Крепкая, хорошо одетая, умело прячущая свой возраст, она жила на пособие за четверых детей. И как жила! Нашим бы женщинам, волохающим на производстве, дома и на дачном участке да мечтающим о том, чтобы муж домой явился хотя бы с частью получки, чтобы сахар в магазине выбросили, мыло да картошку завезли, и не снилась жизнь многодетной матери в побежденном нами и союзниками нашими государстве. У нее загородный дом, не хуже, чем у профессора Вольфганга Казака, две автомашины, на одной ездит на работу старшая дочь, на другой — мама по своим делам и за покупками.

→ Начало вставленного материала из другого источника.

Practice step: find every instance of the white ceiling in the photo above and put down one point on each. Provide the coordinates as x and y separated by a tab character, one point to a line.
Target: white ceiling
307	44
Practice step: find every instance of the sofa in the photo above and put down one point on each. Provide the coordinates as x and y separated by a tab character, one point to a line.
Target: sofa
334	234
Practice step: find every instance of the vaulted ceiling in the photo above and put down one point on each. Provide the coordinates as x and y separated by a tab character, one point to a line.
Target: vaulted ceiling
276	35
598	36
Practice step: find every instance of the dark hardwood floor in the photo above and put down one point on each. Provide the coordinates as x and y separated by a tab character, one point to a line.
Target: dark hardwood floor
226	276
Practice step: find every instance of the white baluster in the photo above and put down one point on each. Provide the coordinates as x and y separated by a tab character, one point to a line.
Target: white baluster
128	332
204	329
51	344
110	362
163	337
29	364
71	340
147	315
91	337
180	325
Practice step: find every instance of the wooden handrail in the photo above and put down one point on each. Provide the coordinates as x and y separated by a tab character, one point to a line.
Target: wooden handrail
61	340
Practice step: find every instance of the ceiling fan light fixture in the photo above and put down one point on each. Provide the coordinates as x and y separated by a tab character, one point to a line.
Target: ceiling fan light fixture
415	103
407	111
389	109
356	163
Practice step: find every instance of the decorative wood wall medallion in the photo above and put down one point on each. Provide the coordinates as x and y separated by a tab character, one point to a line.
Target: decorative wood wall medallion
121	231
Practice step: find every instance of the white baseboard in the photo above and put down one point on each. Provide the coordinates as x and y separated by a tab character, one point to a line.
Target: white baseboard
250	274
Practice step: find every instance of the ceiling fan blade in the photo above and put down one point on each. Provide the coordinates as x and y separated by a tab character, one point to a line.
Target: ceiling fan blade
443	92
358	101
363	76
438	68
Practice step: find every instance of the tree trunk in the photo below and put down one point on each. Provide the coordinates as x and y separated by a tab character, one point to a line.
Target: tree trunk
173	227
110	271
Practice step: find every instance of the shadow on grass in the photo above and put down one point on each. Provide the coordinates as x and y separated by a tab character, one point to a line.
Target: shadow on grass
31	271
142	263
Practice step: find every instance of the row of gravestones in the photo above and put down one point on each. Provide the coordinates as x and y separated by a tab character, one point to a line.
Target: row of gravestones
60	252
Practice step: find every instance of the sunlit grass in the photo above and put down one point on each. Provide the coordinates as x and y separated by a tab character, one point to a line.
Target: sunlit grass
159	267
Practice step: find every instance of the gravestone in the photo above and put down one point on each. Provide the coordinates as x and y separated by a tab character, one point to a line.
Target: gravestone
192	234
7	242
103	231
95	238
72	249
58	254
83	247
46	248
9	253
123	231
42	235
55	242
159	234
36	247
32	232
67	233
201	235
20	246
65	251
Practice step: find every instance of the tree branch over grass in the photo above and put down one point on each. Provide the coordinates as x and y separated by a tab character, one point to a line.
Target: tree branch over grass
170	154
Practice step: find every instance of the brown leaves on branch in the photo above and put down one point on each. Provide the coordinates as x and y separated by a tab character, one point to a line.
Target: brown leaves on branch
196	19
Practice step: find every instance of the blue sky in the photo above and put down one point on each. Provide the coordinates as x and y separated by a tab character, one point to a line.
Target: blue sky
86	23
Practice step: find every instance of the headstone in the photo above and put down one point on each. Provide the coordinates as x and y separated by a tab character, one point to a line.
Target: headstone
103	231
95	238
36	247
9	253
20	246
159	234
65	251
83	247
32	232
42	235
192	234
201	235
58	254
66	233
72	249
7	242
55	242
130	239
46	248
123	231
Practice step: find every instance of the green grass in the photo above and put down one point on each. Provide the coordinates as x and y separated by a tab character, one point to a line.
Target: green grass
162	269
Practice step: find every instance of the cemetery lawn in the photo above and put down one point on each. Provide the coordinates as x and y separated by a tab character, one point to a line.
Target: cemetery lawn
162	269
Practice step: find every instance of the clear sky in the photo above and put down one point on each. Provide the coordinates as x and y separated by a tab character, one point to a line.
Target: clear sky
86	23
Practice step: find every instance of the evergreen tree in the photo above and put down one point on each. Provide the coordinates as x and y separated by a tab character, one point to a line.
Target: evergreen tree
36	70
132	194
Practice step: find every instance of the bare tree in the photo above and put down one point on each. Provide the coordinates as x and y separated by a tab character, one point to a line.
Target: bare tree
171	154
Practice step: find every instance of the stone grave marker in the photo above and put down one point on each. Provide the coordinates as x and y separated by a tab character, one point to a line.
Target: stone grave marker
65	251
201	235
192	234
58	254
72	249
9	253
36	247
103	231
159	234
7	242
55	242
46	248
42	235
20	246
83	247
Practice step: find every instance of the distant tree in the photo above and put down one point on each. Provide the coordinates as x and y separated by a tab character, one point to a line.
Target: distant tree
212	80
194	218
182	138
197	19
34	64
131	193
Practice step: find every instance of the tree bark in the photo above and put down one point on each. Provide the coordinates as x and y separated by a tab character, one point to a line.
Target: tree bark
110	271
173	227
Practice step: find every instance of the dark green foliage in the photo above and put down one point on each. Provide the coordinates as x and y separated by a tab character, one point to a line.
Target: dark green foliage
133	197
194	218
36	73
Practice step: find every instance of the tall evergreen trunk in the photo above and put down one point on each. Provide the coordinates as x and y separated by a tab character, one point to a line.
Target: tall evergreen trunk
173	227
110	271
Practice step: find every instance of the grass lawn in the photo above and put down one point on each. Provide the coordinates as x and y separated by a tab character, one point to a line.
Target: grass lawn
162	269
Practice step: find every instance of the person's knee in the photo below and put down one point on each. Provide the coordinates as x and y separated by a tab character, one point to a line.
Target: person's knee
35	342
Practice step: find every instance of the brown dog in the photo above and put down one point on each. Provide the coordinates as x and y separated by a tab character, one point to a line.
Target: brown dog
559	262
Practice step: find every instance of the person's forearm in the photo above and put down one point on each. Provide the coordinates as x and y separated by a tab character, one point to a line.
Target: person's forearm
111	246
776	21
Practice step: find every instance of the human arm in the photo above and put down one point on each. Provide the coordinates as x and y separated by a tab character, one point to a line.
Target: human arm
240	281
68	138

С соседями немцы очень дружелюбны, внимательны друг к другу.

Однажды под вечер в доме соседки зазвонил телефон, тревожно как-то зазвонил. Соседка подняла трубку и услышала детский голосок:

— Мут-тэр, мут-тэр, мут-тэр!.. — женщина подумала, что кто-то шалит по телефону, но шалят по телефону лишь в России: там, говорят, и облаять могут, и «скорую», и «пожарку» понарошку вызвать. Немецких же детей крепко порют до сих пор, и из них давно выбиты всякие потуги к детским вольностям — десяток колясок возле магазина стоит, и никакого писку, ни один киндер рта не отворяет. В коляске своей образцовый ребенок не позволит себе ни обмочиться, ни тем более обделаться, значит, и орать незачем. Мама, немецкая мама киндера своего тоже не забудет, не заболтается с подружкой, не отведет душу в очереди, потому как очередей у них не бывает.

— Кто говорит? Кто?..

— Мут-тэр, мут-тэр… — продолжает слышаться детский голос в трубке телефона. И, проявляя терпение, женщина встревоженно спрашивает, кто и почему все-таки звонит? И вдруг узнает голос:

— Максик? Максик, ты?

Соседка сказала дочери, что звонит Максик. Нужно сбегать и узнать, не случилось ли что у соседей? Девочка помчалась к соседям и нашла там жуткую картину. На пороге без сознания лежит Марта, у телефона, едва доставая его с подставленного детского стульчика, крутит диск и плачет мальчик. Когда и как малыш сумел запомнить четырехзначный телефон соседа и набрал его? Никто до сих пор понять не может. Уповают на Господа Бога.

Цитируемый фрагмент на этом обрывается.